Things To Do Before the Funeral
- Begin Funeral Preparations. In addition to consulting your loved one’s estate planning documents, consult with key family members on funeral preparations, especially if there are unreasonable requests made in the estate-plan. The reality is, funerals, memorial services, and celebrations of life are the spaces we create to help the living say goodbye and work through their grief. So consider what your spouse or parent would have wanted, but also keep in mind what is realistic, what you can afford and what will help you and your family through this time.
- Inquire About Financial Assistance. If your spouse or parent was a veteran, there are benefits available for burial services.

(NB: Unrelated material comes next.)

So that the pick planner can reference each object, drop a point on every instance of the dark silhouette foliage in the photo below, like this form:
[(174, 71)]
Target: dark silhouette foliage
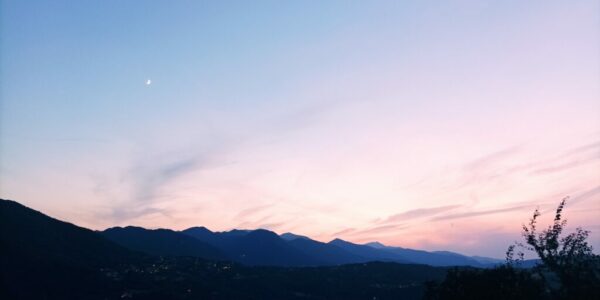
[(567, 268)]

Contact the U.S. Department of Veteran Affairs. Other types of financial assistance may be available from a local church, union, or other organization that your loved one may have belonged to.
- Plan Post-Funeral Gathering. While this is not a requirement, a post-funeral gathering is a common way for people to pay their respects and memorialize the deceased. This is a good step to enlist the help of friends and family.
- Prepare and Publish Obituary. Some people write their own obituary. If your loved one did not write their own obituary, discuss this step with close family and friends to decide what will go into the obituary. Check with your local newspaper regarding formatting, publishing deadlines and prices. This is also a good way to spread the word about funeral services.
Things To Do After the Funeral
- Get Certified Copies of Death Certificate. This document will be required by the courts, financial institutions, and others in settling your spouse or parent’s affairs. Your funeral director can often assist in this process, or you can contact your local office of vital statistics.
- Notify Government Agencies. Regardless of the size of your loved one’s estate, you must notify the courts that your loved one has passed, along with the Social Security Office, and Medicare (if applicable).
- Notify Insurance Companies, Your Estate Planning Attorney, Financial Advisors, and Creditors. If your spouse or parent had a life insurance policy, you must make a claim in order to receive the benefits. Additionally, before your loved one’s estate can be settled, all creditors must be paid. However, before making any payments, it’s a good idea to talk with an estate planning attorney to confirm the debt is valid and payable. Death always comes with financial consequences, so be sure to alert your financial advisors, as they can be extremely helpful in making sure the estate is settled smoothly. Close all credit accounts. Prepare final tax return.
- Cancel Accounts. This is where things can often get overwhelming. From email and social media accounts to drivers licenses, gym memberships, and magazine subscriptions, you will want to keep track of these to avoid excess payments and the potential for identity theft. Don’t forget to notify credit agencies and your voter registrar.
The Best Way to Say “I Love You”
When you die with an estate-plan in place, many of the decisions that your loved ones would have had to make are already handled. This means far less stress and anxiety for the survivors and can often reduce the incidence of family division following the death.
Estate Planning in California
When someone dies in California, the estate is either placed into probate or estate administration. Property that is not properly placed in a trust must go through the probate process. Regardless of whether an estate goes through probate, having the support and experience of an estate planning attorney can make the process less stressful and take less time.